Currently, I am tuning my model by testing the Kernel size.
I have the following code
:
x = embedding_layer(input_4)
x = Conv1D(FILTERS, KERNEL, activation='relu')(x)
x = Dropout(DROPOUT)(x)
x = Conv1D(FILTERS, KERNEL, activation='relu')(x)
x = Dropout(DROPOUT)(x)
x = Conv1D(FILTERS, KERNEL, activation='relu')(x)
x = Dropout(DROPOUT)(x)
x = Conv1D(FILTERS, KERNEL, activation='relu')(x)
x = Dropout(DROPOUT)(x)
x = Conv1D(FILTERS, KERNEL, activation='relu')(x)
x = Dropout(DROPOUT)(x)
x = MaxPooling1D(3)(x)
x = Conv1D(FILTERS, KERNEL, activation='relu')(x)
x = Dropout(DROPOUT)(x)
x = Conv1D(FILTERS, KERNEL, activation='relu')(x)
x = Dropout(DROPOUT)(x)
x = Conv1D(FILTERS, KERNEL, activation='relu')(x)
x = Dropout(DROPOUT)(x)
x = Conv1D(FILTERS, KERNEL, activation='relu')(x)
x = Dropout(DROPOUT)(x)
x = Conv1D(FILTERS, KERNEL, activation='relu')(x)
x = Dropout(DROPOUT)(x)
x = MaxPooling1D(3)(x)
When the Kernel is 2
or 3
, the network runs fine, but from 4
onwards it runs into an error about the dimensionality. I suspect that it has to do with the stride length. However, the Keras
website (https://keras.io/layers/convolutional/) does not say what the default stride length is.

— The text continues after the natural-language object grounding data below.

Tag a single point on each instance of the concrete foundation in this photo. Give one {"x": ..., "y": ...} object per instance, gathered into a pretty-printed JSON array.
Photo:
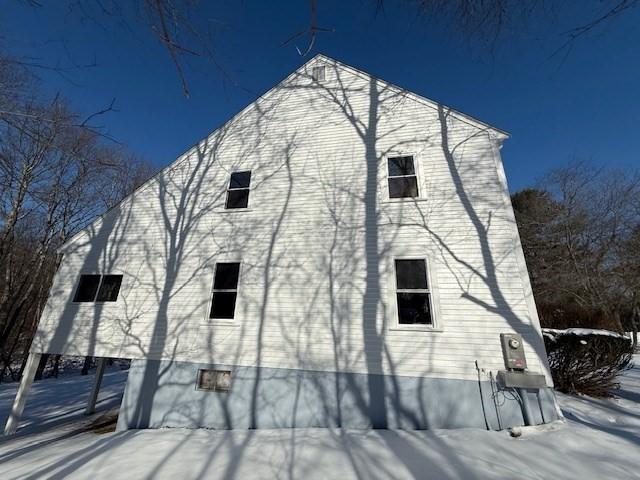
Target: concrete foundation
[{"x": 163, "y": 394}]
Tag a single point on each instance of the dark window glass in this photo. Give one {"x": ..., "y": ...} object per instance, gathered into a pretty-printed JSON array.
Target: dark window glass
[
  {"x": 237, "y": 198},
  {"x": 318, "y": 73},
  {"x": 238, "y": 191},
  {"x": 87, "y": 288},
  {"x": 223, "y": 305},
  {"x": 413, "y": 308},
  {"x": 226, "y": 276},
  {"x": 412, "y": 292},
  {"x": 240, "y": 180},
  {"x": 109, "y": 288},
  {"x": 400, "y": 166},
  {"x": 225, "y": 290},
  {"x": 411, "y": 275},
  {"x": 402, "y": 177},
  {"x": 400, "y": 187}
]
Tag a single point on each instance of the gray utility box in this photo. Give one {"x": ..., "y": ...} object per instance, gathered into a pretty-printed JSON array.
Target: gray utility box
[
  {"x": 515, "y": 379},
  {"x": 513, "y": 351}
]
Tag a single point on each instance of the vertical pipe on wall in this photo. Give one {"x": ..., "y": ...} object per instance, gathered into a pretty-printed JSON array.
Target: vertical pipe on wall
[
  {"x": 93, "y": 396},
  {"x": 484, "y": 412},
  {"x": 527, "y": 414},
  {"x": 28, "y": 375}
]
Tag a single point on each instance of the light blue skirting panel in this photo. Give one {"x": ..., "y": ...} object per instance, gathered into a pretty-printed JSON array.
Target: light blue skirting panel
[{"x": 164, "y": 394}]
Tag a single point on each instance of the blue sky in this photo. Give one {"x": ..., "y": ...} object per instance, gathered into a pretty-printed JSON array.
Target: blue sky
[{"x": 586, "y": 105}]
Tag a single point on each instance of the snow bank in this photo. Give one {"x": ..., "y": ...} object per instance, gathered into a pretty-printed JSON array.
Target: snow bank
[
  {"x": 599, "y": 439},
  {"x": 554, "y": 332}
]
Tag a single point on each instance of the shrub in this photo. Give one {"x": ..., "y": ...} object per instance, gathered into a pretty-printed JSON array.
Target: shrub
[{"x": 587, "y": 361}]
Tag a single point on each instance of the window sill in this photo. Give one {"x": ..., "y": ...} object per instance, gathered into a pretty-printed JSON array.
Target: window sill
[
  {"x": 416, "y": 328},
  {"x": 232, "y": 210},
  {"x": 220, "y": 322}
]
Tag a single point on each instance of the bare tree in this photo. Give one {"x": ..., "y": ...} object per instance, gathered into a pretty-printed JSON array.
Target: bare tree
[
  {"x": 56, "y": 174},
  {"x": 578, "y": 234}
]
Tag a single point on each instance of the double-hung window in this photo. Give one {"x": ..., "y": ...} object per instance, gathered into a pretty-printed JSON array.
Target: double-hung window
[
  {"x": 225, "y": 291},
  {"x": 238, "y": 191},
  {"x": 402, "y": 178},
  {"x": 413, "y": 295},
  {"x": 98, "y": 288}
]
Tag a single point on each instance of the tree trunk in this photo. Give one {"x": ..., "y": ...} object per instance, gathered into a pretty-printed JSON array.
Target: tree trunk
[
  {"x": 41, "y": 366},
  {"x": 56, "y": 365},
  {"x": 86, "y": 366}
]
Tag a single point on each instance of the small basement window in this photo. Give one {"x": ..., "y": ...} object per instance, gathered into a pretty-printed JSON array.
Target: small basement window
[
  {"x": 238, "y": 191},
  {"x": 225, "y": 290},
  {"x": 412, "y": 292},
  {"x": 402, "y": 178},
  {"x": 214, "y": 380},
  {"x": 98, "y": 288},
  {"x": 318, "y": 73}
]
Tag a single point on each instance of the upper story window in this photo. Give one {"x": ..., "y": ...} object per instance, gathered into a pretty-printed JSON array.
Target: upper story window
[
  {"x": 238, "y": 191},
  {"x": 225, "y": 290},
  {"x": 98, "y": 288},
  {"x": 318, "y": 73},
  {"x": 413, "y": 293},
  {"x": 402, "y": 178}
]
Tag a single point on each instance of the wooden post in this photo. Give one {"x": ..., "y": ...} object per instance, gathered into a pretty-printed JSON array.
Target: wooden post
[
  {"x": 28, "y": 375},
  {"x": 93, "y": 396}
]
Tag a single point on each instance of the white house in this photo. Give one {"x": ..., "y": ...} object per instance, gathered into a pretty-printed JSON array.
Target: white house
[{"x": 342, "y": 252}]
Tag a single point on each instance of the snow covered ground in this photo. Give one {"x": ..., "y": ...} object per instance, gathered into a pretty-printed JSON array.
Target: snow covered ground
[{"x": 599, "y": 440}]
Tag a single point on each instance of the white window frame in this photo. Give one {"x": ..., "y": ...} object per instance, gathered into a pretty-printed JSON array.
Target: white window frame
[
  {"x": 417, "y": 174},
  {"x": 94, "y": 301},
  {"x": 227, "y": 321},
  {"x": 432, "y": 290},
  {"x": 250, "y": 188}
]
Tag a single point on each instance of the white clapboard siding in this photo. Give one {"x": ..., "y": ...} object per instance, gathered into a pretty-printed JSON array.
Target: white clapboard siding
[{"x": 316, "y": 244}]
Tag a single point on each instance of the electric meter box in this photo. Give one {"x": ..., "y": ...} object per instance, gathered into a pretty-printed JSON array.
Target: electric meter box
[{"x": 513, "y": 351}]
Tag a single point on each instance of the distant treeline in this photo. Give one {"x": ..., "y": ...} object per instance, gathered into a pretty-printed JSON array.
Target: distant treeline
[
  {"x": 58, "y": 171},
  {"x": 580, "y": 231}
]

My question now is: what is default stride length in Keras' Conv1D? And what would be a good stride length for a kernel size of 4
and for a kernel size of 5
?
From Conv1D, the default stride length is 1. Unless you have a concrete justification for another length, a stride length of 1 is usually appropriate.
The error you get is probably because the output dimension of a 1D convolutional layer is:
output_dim = 1 + (input_dim - kernel_size)/stride
And after stacking several 1D convolutional layers, you might be reaching a layer in which the input dimensionality is smaller than the kernel size. This happens because the default value for the argument padding
is 'valid'
, which means that the input is not padded.
If instead you want to preserve the input dimensionality at each convolutional layer, setting padding='same'
results in padding the input such that the output has the same length as the original input.